On Mon, Jun 19, 2017 at 9:14 AM, Shekhar Bansal <shek...@yahoo.com>
Thanks a lot Kishor.
I think I can treat HDFS directory as resource and mode of filename's hash
as tasks, is there any better way of doing it in Helix?
On Monday, June 19, 2017 8:15 PM, kishore g <g.ki...@gmail.com> wrote:
1. Currently, Helix ensures even distribution of partitions within a
resource, not across resources. Is it possible for you to add tasks as part
of the same resource?
2. &3 Yes, you can start the controller as part of your process. But
since you said you launch this on Kubernetes every 5 minutes, I suggest
keeping controller and zookeeper running all the time. Controllers are
light weight and you can get away with a very an entry level container
spec.
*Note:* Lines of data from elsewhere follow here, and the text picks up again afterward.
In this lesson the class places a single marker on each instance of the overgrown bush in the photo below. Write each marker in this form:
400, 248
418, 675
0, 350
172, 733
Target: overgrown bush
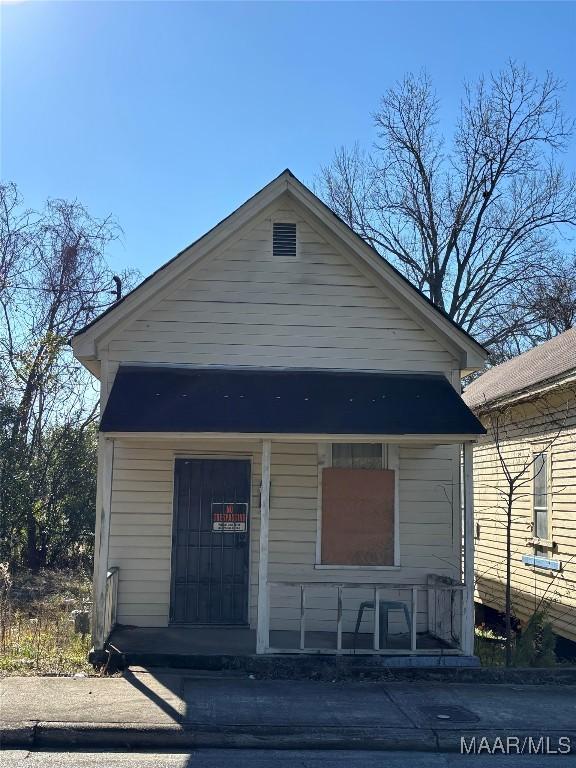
37, 634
It's ok to launch Helix Participants every 5 minutes.
On Mon, Jun 19, 2017 at 7:24 AM, Shekhar Bansal <shek...@yahoo.com>
I have a standalone java app(containerised), it reads data from HDFS, does
some transformations and write data to remote storage. I want to make it
scalable by launching multiple instances of this java app. My problem is
how to assign tasks among these instances. can helix solve this problem?
If yes, can you please help me with following
1. I referred helix quickstart example and created 1 resource per file
but node1 got assigned master for all resources, is it because of simple
StateModelDefinition used in quickstart example or I am using it wrong way
or is it some limitation of helix
2. I want to avoid running a separate controller process, so If I run
start controller as part of setup will helix be able to elect master
controller (in standalone mode), is it advisable to run tens of controllers
in distributed mode.
3. I schedule my app every five minutes using kubernetes cron, is it
advisable to use helix for such short lived processes